Чем ближе развилка, тем тише разговоры. Там, как и много лет назад, дожидается своего Мессию сын корчмаря Ешуа Манделя — безумный Семен. Все вокруг — и птицы, и люди — привыкли к нему и почти не обращают на несчастного внимания. Правда, в прошлом году или в позапрошлом кто-то пытался Семена утопить в пруду графа Завадского, но то ли лето выдалось засушливым и пруд обмелел, то ли тот, кто ждет Мессию, ни в воде не тонет, ни в огне не горит — сын корчмаря остался жив.
Только привычка у него появилась новая — одежду выжимать.
Теперь в любую погоду — печет ли солнце, хлещет ли дождь, метет ли вьюга — бедняга снимает с себя заношенную холщовую рубаху или сермягу и долго выжимает их, как какая-нибудь деревенская баба белье на Немане.
— Высохла твоя одежда! Высохла! — не раз убеждали его корчмариха Морта, дочь рабби Авиэзера Нехама (они приносят ему еду) и проезжавшие мимо крестьяне.

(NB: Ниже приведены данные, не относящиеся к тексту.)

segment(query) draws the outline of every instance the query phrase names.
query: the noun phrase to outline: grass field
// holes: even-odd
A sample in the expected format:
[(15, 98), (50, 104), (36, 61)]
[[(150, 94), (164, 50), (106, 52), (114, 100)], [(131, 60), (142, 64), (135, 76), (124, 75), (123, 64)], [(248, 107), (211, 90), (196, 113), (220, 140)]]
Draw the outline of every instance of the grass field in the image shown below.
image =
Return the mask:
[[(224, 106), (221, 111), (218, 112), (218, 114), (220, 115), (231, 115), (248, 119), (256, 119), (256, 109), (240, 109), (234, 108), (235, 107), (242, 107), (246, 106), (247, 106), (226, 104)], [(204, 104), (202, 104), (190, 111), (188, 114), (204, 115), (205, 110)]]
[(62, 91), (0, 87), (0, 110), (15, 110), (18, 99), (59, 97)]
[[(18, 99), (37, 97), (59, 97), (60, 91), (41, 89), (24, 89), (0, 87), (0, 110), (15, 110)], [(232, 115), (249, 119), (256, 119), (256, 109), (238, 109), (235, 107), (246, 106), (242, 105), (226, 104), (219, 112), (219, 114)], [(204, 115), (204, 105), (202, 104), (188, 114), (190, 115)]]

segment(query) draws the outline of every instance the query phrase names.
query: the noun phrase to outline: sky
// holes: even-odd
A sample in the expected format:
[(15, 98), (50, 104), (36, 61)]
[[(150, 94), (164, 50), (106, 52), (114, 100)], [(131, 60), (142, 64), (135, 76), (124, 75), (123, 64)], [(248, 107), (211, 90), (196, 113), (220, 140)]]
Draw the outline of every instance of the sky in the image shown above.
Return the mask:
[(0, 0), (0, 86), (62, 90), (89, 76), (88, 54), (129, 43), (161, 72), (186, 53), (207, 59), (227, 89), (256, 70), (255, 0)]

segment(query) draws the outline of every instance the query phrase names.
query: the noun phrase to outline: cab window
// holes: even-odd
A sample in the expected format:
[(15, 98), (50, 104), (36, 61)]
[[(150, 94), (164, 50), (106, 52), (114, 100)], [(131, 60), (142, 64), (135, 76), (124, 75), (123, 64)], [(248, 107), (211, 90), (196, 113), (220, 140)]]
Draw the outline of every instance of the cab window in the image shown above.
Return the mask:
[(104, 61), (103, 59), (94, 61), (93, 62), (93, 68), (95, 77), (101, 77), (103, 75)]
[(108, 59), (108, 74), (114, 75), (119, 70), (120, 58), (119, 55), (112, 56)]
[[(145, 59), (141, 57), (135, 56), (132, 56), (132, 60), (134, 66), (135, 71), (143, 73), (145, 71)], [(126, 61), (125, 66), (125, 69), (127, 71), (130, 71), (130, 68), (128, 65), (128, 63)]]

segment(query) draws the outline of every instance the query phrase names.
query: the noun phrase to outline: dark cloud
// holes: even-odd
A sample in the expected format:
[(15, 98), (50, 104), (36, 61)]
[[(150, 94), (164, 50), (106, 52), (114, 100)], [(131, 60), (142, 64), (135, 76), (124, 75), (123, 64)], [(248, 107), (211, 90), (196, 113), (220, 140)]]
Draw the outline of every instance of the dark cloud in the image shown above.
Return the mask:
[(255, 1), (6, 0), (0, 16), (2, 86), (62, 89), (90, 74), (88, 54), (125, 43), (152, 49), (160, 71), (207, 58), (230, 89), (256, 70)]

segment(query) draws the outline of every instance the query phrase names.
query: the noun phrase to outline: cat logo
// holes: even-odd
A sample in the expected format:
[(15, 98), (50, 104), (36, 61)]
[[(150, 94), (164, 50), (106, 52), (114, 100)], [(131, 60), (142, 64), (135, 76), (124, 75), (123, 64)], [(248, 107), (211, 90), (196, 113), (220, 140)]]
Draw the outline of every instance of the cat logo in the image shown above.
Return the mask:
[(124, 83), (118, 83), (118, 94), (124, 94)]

Семен только улыбается и отвечает:
— Никогда! Пот Иуды не высыхает! На мне пот Иуды! Не обсохну никогда!
Телега Шмуле-Сендера — Ноев ковчег черты оседлости, водруженный на скрипучие колеса с треснувшими ступицами, — медленно катит по пустынному мишкинскому большаку, туда, где на развилке осенним безлистым деревом маячит фигура упрямого местечкового безумца.
Эфраим ерзает на телеге, сучит, как ребенок, ногами. Встреча с Семеном тяготит его и, как старик ни тщится не думать о ней, мысли мчат его к Семену, принявшему вдруг облик Гирша.